Goodyear President F.A. Seiberling … embraced employee welfarism with a wide-reaching program in Akron, Ohio, that included an improved working environment, a thrice-a-week employee newspaper, a housing development and even a company baseball team to make workers feel like part of the “Goodyear family.” Confronted with the same problems, his crosstown competitor Harvey Firestone followed suit.

These companies met others on baseball fields in a league they organized that spanned at least two other states. The brick stadium where the Firestone Non-Skids played (named for the company’s first treaded tires, “non-skids”) seated 4,500 cheering workers, and it still stands in front of the old company headquarters. The idea was that when employees sat in the stands and cheered for the company, they’d be more loyal, and as a result, they were encouraged to do so. Goodyear told workers in 1920, for example, that attending the games alone wasn’t enough; “moral support, organized cheering, [and] boosting 24 hours a day” were critical as well.
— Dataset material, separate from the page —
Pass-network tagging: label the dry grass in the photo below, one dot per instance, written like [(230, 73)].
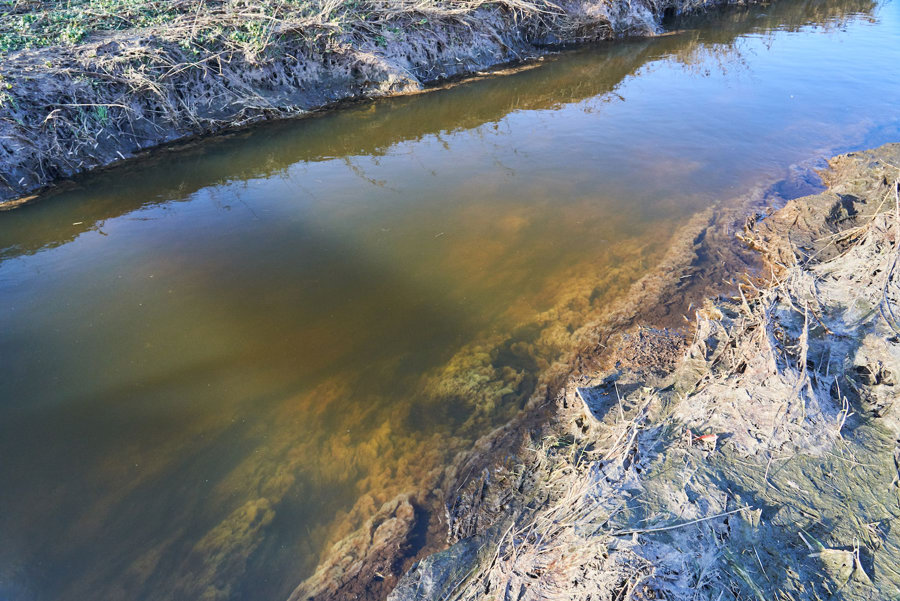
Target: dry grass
[(790, 374)]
The quality of baseball had to be good enough to attract these fans, though. In rising industrial cities like Akron and Michigan’s Flint and Grand Rapids, where there were no professional teams, fans typically watched amateur clubs compete. Industrial teams played as part of that environment, and so increasingly, companies hired men who were good baseball players. During World War I, Frank Stefko remembered hearing from a fellow soldier, Glenn “Speed” Bosworth, that Goodyear was hiring ballplayers in Akron, so after the war, he traveled to the Rubber City from Scranton, Pa. The personnel office said the company didn’t have openings until he mentioned Bosworth’s message. “Oh, you’re the ballplayer!” They hired him on the spot….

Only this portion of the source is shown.